Creole Caesar Salad
- 1 Lb. Romaine Lettuce - Produce
- 2 Tbsp. Grated Parmesan Cheese - Cheese Case
- Creole Anchovy Dressing - Aisle
- 1 Can Reese's Anchovies - Aisle 3
- 1 Cup Napa Valley Extra Virgin Olive Oil 25.4 oz. - Aisle 4
- 2 Tsp. Lemon Juice - Produce
- 1 Egg - Aisle 1
- 1 Tsp. Water
- 1/8 Tsp. Freshly Ground Black Pepper - Herbs & Spices
- Caesar Cardini's Croutons - Aisle 3
- 1 Tsp. Christopher Ranch Chopped Garlic - Produce
- 2 Tsp. Lime Juice - Produce
- 1/8 Tsp. Woodstock Dijon Mustard - Aisle 4
- 1/8 Tsp. Salt - Herbs & Spices
Dressing: Place anchovies and garlic in food processor and pulse on and off several times.
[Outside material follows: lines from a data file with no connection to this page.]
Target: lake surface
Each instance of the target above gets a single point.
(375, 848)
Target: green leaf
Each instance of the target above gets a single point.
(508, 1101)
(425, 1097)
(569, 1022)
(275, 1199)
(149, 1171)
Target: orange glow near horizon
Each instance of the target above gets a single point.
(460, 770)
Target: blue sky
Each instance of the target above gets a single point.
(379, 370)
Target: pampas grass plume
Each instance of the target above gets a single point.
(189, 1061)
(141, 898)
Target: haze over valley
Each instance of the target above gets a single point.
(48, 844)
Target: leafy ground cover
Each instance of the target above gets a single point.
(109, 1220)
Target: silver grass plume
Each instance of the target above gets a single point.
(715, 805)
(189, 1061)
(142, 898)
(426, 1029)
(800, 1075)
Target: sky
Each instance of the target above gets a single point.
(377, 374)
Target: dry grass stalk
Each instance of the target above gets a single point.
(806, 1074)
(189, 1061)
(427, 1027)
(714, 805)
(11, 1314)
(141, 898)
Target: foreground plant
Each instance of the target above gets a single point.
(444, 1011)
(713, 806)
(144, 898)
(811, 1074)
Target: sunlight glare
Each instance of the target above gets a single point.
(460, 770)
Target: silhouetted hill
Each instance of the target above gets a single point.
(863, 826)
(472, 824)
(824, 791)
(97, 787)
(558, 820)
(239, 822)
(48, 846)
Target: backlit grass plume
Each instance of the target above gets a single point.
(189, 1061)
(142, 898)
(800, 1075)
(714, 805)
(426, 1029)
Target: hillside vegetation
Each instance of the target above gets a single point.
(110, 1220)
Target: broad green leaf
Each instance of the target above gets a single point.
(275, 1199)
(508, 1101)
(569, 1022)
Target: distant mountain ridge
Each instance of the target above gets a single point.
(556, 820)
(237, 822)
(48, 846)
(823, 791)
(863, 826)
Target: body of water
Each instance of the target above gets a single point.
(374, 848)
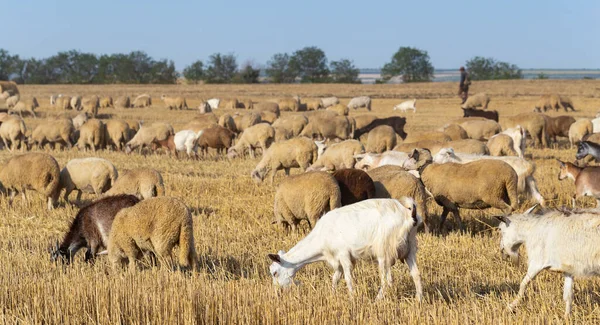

Add remaining ingredients and blend until smooth. Refrigerate until ready to use.
Salad: Chop romaine lettuce into bite size pieces. In large bowl, toss romaine with dressing (allow 3 tbsp. per serving). Top with croutons and additional parmesan cheese.